Rearrange the deck chairs, boys! Let’s all get a good view of our asses as we sink to the bottom….Sure, you can put your site behind registration, I mean, many do, though they’re learning that even pages behind registration should be visibile in some way to engines. But block search engines? How about next you go off the power grid and start churning butter by hand? And whoa boy, do I want to see the search algorithms these guys might come up with.

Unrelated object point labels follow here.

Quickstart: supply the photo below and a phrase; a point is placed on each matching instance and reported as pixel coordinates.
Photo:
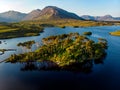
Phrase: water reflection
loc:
(85, 67)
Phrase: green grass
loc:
(116, 33)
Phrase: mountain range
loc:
(101, 18)
(50, 12)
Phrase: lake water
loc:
(102, 76)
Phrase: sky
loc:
(80, 7)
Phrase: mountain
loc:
(101, 18)
(88, 17)
(53, 12)
(32, 15)
(11, 16)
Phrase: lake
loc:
(104, 75)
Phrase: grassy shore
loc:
(116, 33)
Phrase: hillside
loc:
(101, 18)
(32, 15)
(11, 16)
(52, 12)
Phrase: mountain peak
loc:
(53, 12)
(33, 14)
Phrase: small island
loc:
(115, 33)
(64, 50)
(87, 33)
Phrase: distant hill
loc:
(53, 12)
(11, 16)
(32, 15)
(101, 18)
(50, 12)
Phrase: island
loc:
(115, 33)
(64, 50)
(35, 27)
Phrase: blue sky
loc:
(80, 7)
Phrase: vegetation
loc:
(27, 44)
(87, 33)
(64, 50)
(116, 33)
(33, 28)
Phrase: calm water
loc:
(102, 76)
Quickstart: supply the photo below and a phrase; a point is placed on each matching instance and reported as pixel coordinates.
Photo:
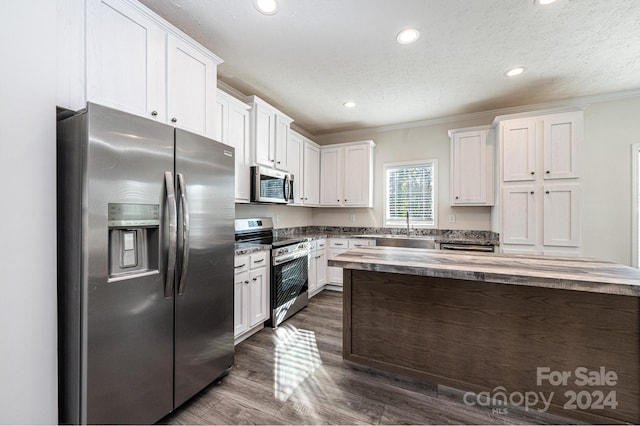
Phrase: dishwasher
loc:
(470, 247)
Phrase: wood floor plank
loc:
(296, 375)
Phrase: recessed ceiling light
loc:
(266, 7)
(408, 36)
(515, 71)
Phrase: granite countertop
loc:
(568, 273)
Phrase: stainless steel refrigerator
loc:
(145, 276)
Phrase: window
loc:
(410, 187)
(635, 204)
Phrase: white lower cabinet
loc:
(338, 246)
(251, 293)
(317, 266)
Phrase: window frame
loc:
(385, 190)
(635, 199)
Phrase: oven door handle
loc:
(283, 259)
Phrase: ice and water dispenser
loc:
(134, 232)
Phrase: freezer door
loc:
(204, 275)
(128, 338)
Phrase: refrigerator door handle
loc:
(173, 218)
(184, 203)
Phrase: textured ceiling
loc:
(315, 54)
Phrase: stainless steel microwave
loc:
(271, 186)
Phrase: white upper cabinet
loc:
(562, 136)
(472, 174)
(135, 62)
(519, 150)
(331, 176)
(295, 152)
(191, 87)
(304, 165)
(269, 134)
(126, 59)
(232, 128)
(311, 175)
(562, 225)
(346, 174)
(541, 209)
(519, 215)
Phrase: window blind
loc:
(410, 189)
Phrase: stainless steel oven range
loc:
(289, 267)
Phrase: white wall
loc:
(610, 129)
(28, 367)
(283, 216)
(417, 143)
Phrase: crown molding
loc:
(582, 102)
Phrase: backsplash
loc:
(446, 234)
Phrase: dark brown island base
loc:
(539, 333)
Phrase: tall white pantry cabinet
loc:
(539, 207)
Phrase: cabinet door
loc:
(321, 268)
(335, 273)
(280, 140)
(469, 168)
(258, 296)
(125, 59)
(562, 215)
(311, 171)
(264, 134)
(295, 163)
(330, 176)
(356, 175)
(312, 272)
(239, 138)
(519, 215)
(191, 85)
(240, 304)
(562, 137)
(519, 150)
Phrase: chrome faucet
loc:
(408, 231)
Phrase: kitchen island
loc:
(542, 333)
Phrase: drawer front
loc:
(241, 264)
(258, 259)
(359, 242)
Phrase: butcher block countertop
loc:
(566, 273)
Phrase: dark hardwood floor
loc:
(296, 375)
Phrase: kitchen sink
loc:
(399, 240)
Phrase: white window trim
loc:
(434, 163)
(635, 186)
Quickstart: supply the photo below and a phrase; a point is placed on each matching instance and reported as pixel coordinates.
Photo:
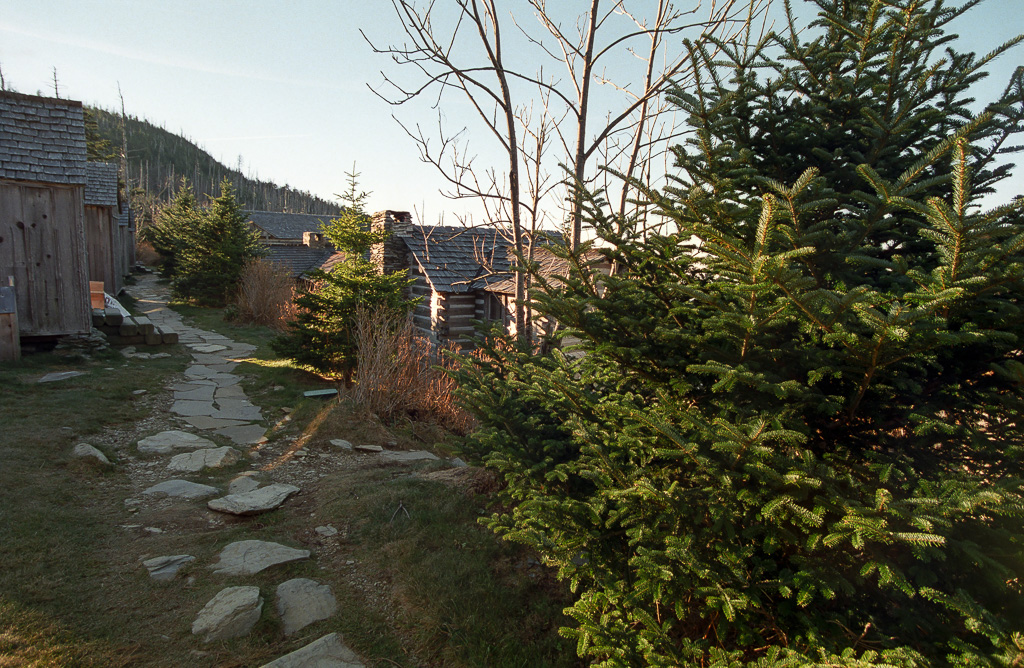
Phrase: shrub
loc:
(794, 437)
(265, 294)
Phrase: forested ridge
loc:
(158, 160)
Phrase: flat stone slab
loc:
(60, 375)
(181, 490)
(302, 601)
(329, 652)
(85, 451)
(200, 393)
(167, 442)
(207, 422)
(369, 448)
(260, 500)
(163, 569)
(207, 347)
(251, 556)
(232, 613)
(207, 458)
(192, 409)
(243, 434)
(408, 456)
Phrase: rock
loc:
(260, 500)
(167, 442)
(60, 375)
(369, 448)
(408, 456)
(165, 568)
(329, 652)
(206, 458)
(249, 556)
(244, 483)
(85, 451)
(302, 601)
(181, 490)
(230, 614)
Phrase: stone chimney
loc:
(390, 255)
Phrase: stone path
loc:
(212, 402)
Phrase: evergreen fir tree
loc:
(323, 335)
(211, 254)
(794, 436)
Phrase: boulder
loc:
(181, 490)
(260, 500)
(230, 614)
(206, 458)
(250, 556)
(302, 601)
(329, 652)
(165, 568)
(85, 451)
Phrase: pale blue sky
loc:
(283, 85)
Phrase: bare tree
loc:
(464, 47)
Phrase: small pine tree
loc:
(794, 435)
(172, 224)
(323, 335)
(211, 254)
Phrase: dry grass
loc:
(401, 373)
(265, 295)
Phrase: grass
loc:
(430, 588)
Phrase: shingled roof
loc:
(462, 259)
(297, 260)
(287, 225)
(42, 139)
(101, 183)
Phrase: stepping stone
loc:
(85, 451)
(207, 422)
(409, 456)
(201, 393)
(163, 569)
(251, 556)
(60, 375)
(243, 434)
(207, 458)
(167, 442)
(181, 490)
(369, 448)
(244, 483)
(192, 409)
(302, 601)
(232, 613)
(329, 652)
(207, 347)
(263, 499)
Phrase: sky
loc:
(283, 88)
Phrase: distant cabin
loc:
(43, 176)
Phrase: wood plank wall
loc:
(42, 246)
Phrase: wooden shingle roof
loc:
(101, 183)
(42, 139)
(287, 225)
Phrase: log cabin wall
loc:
(42, 246)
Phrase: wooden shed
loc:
(103, 241)
(42, 232)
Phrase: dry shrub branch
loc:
(265, 295)
(401, 373)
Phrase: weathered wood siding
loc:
(102, 241)
(42, 247)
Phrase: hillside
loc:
(159, 159)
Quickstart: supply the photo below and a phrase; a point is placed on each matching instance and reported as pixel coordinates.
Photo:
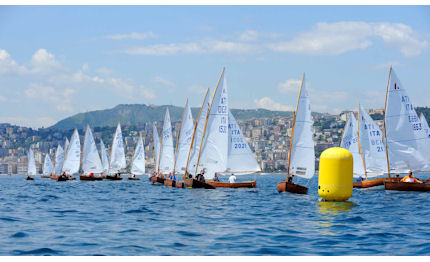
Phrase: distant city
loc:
(268, 137)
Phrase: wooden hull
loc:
(374, 182)
(193, 183)
(113, 178)
(246, 184)
(292, 188)
(405, 186)
(168, 182)
(89, 178)
(133, 178)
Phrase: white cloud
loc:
(270, 104)
(134, 35)
(290, 86)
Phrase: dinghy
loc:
(117, 156)
(301, 155)
(31, 166)
(91, 163)
(241, 160)
(138, 162)
(48, 167)
(72, 159)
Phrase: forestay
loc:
(167, 157)
(240, 157)
(91, 162)
(372, 147)
(350, 142)
(72, 160)
(403, 129)
(214, 151)
(117, 155)
(59, 157)
(31, 169)
(48, 167)
(302, 149)
(184, 141)
(138, 164)
(198, 134)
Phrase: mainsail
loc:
(184, 140)
(90, 156)
(72, 160)
(138, 163)
(117, 155)
(350, 142)
(156, 146)
(167, 157)
(372, 148)
(31, 169)
(48, 167)
(214, 148)
(403, 129)
(302, 152)
(198, 134)
(240, 157)
(105, 159)
(59, 157)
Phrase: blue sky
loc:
(56, 61)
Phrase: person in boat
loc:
(232, 179)
(411, 179)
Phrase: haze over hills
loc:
(130, 114)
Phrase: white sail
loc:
(240, 157)
(302, 161)
(214, 148)
(156, 146)
(91, 162)
(350, 142)
(72, 160)
(167, 156)
(198, 134)
(48, 167)
(105, 159)
(184, 141)
(59, 157)
(372, 147)
(138, 164)
(31, 169)
(117, 155)
(403, 130)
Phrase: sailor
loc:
(411, 179)
(232, 179)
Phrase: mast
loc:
(384, 126)
(206, 122)
(292, 131)
(194, 133)
(179, 134)
(358, 137)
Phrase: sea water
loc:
(45, 217)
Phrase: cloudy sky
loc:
(59, 61)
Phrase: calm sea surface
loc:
(45, 217)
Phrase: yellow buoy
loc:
(335, 174)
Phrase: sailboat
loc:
(241, 160)
(138, 162)
(183, 143)
(117, 156)
(72, 159)
(48, 167)
(91, 162)
(301, 155)
(404, 136)
(213, 153)
(31, 168)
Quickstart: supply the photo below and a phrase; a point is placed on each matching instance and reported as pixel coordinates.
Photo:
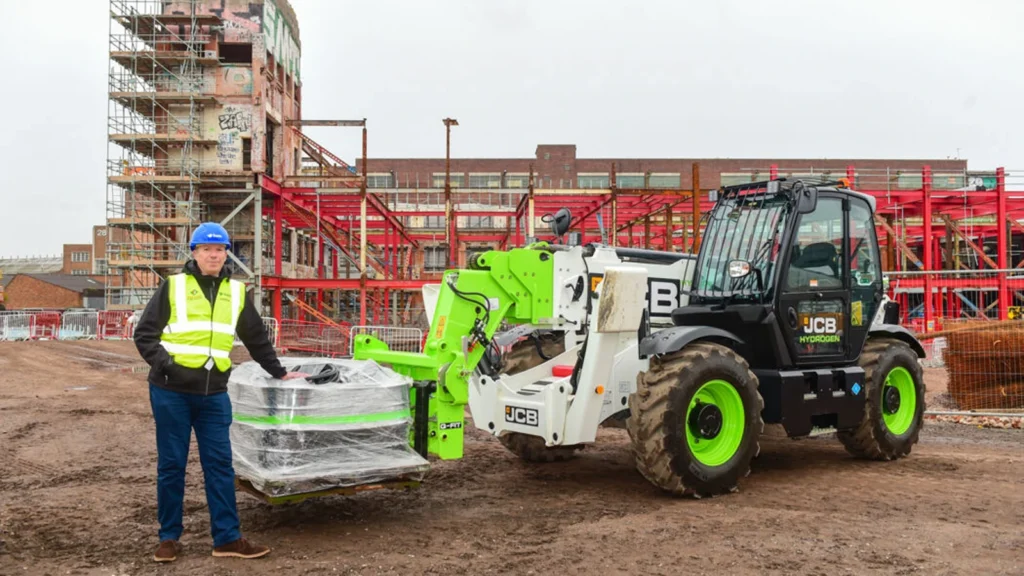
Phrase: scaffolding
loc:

Cut a deal with search engines to get revenue for inclusion? Yeah, but it flows the other way in this market. B2B, meet CAP or AdWords. Get the engines to pay you for the honor of searching your content? Er…no. But you might start to think about getting into the domain specific game, where instead of circling wagons, you add value (something most B2B publishers have long ago forgotten about – how much do they really care about high quality editorial, past lip service?). Here’s a place to start….
Meanwhile, note this: Startup TechTarget, which is based entirely on the internet, just got $70 million (that’s Seven Oh) in venture. It’s main competitor besides CNET? IDG. I wonder if it’s interested in blocking search engines. I know from talking to Shelby at CNET that they certainly aren’t, in fact, they’re optimized for search – they want to be found, they think what they have is worth knowing about. Indeed.